I am a new 2008 335i Sedan owner who just got their car in April (I have been loving it). I have the sports package with RFTs no mods other then what comes with the sports package. I am looking into getting some winter tires in the next month or two to get ready for winter in Chicago. While this car is not currently my daily driver (I travel Monday-Thurs a lot) it could likely become a daily in the next year or so. In Chicago you never know what kind of winter you are going to get, last year was particularly bad with lots of heavy snow. 

So Some questions....
Do I have to buy new rims for winter tires to go on?
What size winter tires should I get?
What tires are reccomended for a Chicago winter/daily driver?

Question for Gary...
My inlaws live in South Bend so I was thinking of coming to the Tire Rack to pick up my winter tires. Will you guys install the tires there? What do you charge for install?
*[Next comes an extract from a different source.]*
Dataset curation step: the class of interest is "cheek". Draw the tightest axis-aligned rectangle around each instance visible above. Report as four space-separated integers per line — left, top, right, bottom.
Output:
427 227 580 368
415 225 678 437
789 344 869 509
Any help anyone can provide would be greatly appreciated!


----------



## [email protected] (Jun 10, 2003)

We would recommended minus sizing to 17" for winter use on this car using a 225/45R17 tire size on all four corners. There are handful of wheels we carry that will clear the brakes and work well. Two of the more popular choices have been the Sport Edition A7 and Rial Salerno. For maximum winter traction, consider the Bridgestone Blizzak WS-60. For more of a balance between winter traction and dry road handling/cornering, we've had very good experience with the Dunlop Winter Sport 3D and Bridgestone Blizzak LM25.

You can view the complete list of wheel and tire options, along with costs and availability here :

Winter
http://www.tirerack.com/a.jsp?a=AH8&url=/winter/index.jsp

No problem to pick up locally and we install wheel and tire packages for no charge , but often our state sales tax costs more than shipping and by the time you're ready to actually drive on winter tires (November or later) we may be out of much of our inventory.


----------



## gr28 (Nov 22, 2006)

[email protected] said:


> We would recommended minus sizing to 17" for winter use on this car using a 225/45R17 tire size on all four corners. There are handful of wheels we carry that will clear the brakes and work well. Two of the more popular choices have been the Sport Edition A7 and Rial Salerno. For maximum winter traction, consider the Bridgestone Blizzak WS-60. For more of a balance between winter traction and dry road handling/cornering, we've had very good experience with the Dunlop Winter Sport 3D and Bridgestone Blizzak LM25.
> 
> You can view the complete list of wheel and tire options, along with costs and availability here :
> 
> ...


Hi Gary. I have a similar setup, 335i coupe. I see that you recommend 225/45R17, yet when I shop winter tires by vehicle on the Tire Rack website it recommends 205/50R17 as preferable. I understand that narrower tires will grip snow better, but most of my winter driving will not be on snow, so I'm wondering if your recommendation is better. Also, I was planning on going with the Dunlop Winter Sport M3 or 3D runflats, but the website only seems to show the non run-flat Winter Sport 3D, the DSST seems to be on backorder, and I read on another posting that the runflats are no longer being made by Dunlop. Can you shed any light on this?

Thanks,
Glenn


----------



## [email protected] (Jun 10, 2003)

205/50R17 is a bit more narrow which will help slightly with unpacked, loose snow traction but not in packed snow or ice. This size tire will not mount on a 17X8 and must use a 17X7.5 wheel and has fewer tire choices. For many, the 225/45R17 would be a better option. Unfortunately it does not appear that we will see any runflat Dunlop snows in 225/45R17 or 205/50R17 this season, however the very comparable Blizzak LM22RFT runflat tire is available in 225/45R17 for a great alternative choice.


----------



## amjustice (Jan 29, 2008)

Gary 2 questions...
Whats going on with the Borbet LV5's any chance they are going to be back in stock before Nov?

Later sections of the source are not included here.